Nick Littlehales, world-renowned elite sport sleep coach to big names in the sporting world like Cristiano Ronaldo, and author of “Sleep: The Myth of 8 Hours, The Power of Naps and the New Plan to Recharge Your Body and Mind”, think that napping does not need to involve actual sleeping at all. “The meaning of sleep is changing because it’s been a word to describe humans taking it for granted: a bedroom, a comfy couch, doing it when you’ve got nothing else to do,” he says. “But when you talk about sleep as a mental and physical recovery period, then it makes sense to have that recovery period midday.”
So, napping during the day is simply taking the mental break you need, whether or not you actually fall asleep, by breaking off your day into 90-minute chunks that conform to the natural sleep cycles. “Think of recovery in cycles and think of little distractive breaks that help your brain remember that you’re in sync with what’s going on outside, even if you’re not outside,” Littlehales says.
Recovery periods take the pressure off those elusive 7-8 hours of sleep at night and therefore take the pressure off monophasic sleeping (sleeping solely in one block of time in 24 hours) as a whole. “We take individuals, profile them and find out all the little things that make them tick: what they do and what they’re trying to achieve, and then finding a recovery program for them that’s more around a polyphasic approach — which involves sleeping shorter amounts of time multiple times a day — and not just about sleeping at night,” Littlehales adds.
Napping doesn’t need to involve actual sleeping at all.
“[This] could be simply sitting in your car before leaving work to go home, grabbing someone’s hand and going for a walk down by the river where you’re out in nature and not intimidated by the need to perform at your desk,” says Littlehales. “I’ve got people who put an alarm for 30 minutes, simply sit at their desk, listen to some music and look out the window and it takes them to that place by the river, giving the brain an opportunity to relax.
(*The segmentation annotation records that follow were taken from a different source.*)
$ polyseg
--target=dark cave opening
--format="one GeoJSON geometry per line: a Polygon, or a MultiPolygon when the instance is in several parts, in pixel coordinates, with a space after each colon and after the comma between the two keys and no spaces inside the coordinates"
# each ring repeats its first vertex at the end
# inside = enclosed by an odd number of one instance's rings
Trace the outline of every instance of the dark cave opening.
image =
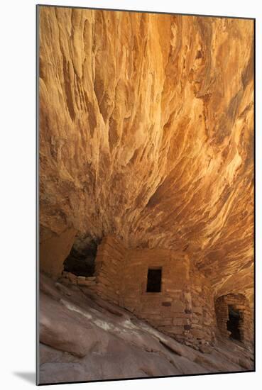
{"type": "Polygon", "coordinates": [[[226,323],[227,330],[231,332],[230,338],[241,341],[239,331],[239,311],[234,308],[233,306],[229,305],[229,320],[226,323]]]}
{"type": "Polygon", "coordinates": [[[161,292],[161,268],[149,268],[146,292],[161,292]]]}
{"type": "Polygon", "coordinates": [[[83,245],[76,241],[64,262],[64,271],[76,276],[92,277],[98,243],[94,240],[83,245]]]}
Whether you go into any kind of microsleep or not, you’re not really trying to do that. Even the time you just sat there is going to give you that recovery.” And what starts to happen is a polyphasic recovery process. Sometimes, this is referred to as “quiet wakefulness.”
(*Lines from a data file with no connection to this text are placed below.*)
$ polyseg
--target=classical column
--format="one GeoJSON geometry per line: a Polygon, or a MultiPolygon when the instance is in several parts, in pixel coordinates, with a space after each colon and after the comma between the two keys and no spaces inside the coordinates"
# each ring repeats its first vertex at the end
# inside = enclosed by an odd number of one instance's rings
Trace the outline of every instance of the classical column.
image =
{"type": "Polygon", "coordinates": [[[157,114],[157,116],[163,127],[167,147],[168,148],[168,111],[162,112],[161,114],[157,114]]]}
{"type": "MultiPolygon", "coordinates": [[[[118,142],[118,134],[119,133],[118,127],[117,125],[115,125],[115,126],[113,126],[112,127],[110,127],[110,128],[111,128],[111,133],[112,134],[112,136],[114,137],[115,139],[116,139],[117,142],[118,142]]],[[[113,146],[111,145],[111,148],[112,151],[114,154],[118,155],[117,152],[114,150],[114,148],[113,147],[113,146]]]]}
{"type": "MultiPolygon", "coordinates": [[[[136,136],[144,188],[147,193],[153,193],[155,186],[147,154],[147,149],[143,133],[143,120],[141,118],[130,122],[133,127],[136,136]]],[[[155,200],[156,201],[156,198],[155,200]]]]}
And for those that try and fail to nap often (like me), Winter says people are mistaking being tired with being sleepy. “There’s a difference between fatigue and sleepiness,” Winter says. “When I run a 10-mile race, at mile-marker 8 I might say, ‘Wow, I’m so tired, I don’t want to run anymore.’ But that’s different from getting 8 miles down the road and wanting to lay down and fall asleep.” Sleepy essentially means driven to fall asleep. “I always tell people that if you’re tired or sleepy, to not judge a nap as being successful or failure by whether or not you fall asleep. If you’re tired, go lie down and make the goal for yourself to close your eyes for 20 minutes, kick your shoes off, think about your celebrity crush and then get up and move on with your day. It’s amazing when somebody takes away the performance anxiety of sleep, just resting can make people feel good.”
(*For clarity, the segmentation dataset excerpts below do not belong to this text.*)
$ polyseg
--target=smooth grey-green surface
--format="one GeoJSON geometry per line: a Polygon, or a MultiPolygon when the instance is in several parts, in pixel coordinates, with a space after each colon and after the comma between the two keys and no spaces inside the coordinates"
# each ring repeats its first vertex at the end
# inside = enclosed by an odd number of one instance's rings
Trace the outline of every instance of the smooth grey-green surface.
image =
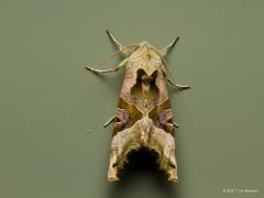
{"type": "Polygon", "coordinates": [[[263,9],[261,0],[1,0],[0,197],[263,197],[263,9]],[[177,185],[141,172],[106,180],[102,124],[123,70],[100,78],[84,66],[116,51],[107,28],[124,44],[182,36],[167,58],[177,82],[193,86],[170,91],[177,185]]]}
Resting helps you remember new information, so while it is not the same as sleep — only in actual deep sleep do your neurons repair and regenerate — it is a good second choice. It gives your neurons a rest, which helps your muscles and organs relax and curbs stress. And approaching that nap with the number one goal of resting becomes 100 percent achievable. “When we start taking naps without any sort of expectation of unconsciousness, it’s amazing how people start falling asleep much easier now they’re not really trying to anymore,” Winter says. “Once you stop trying to sleep, it’s amazing how well people tend to sleep.”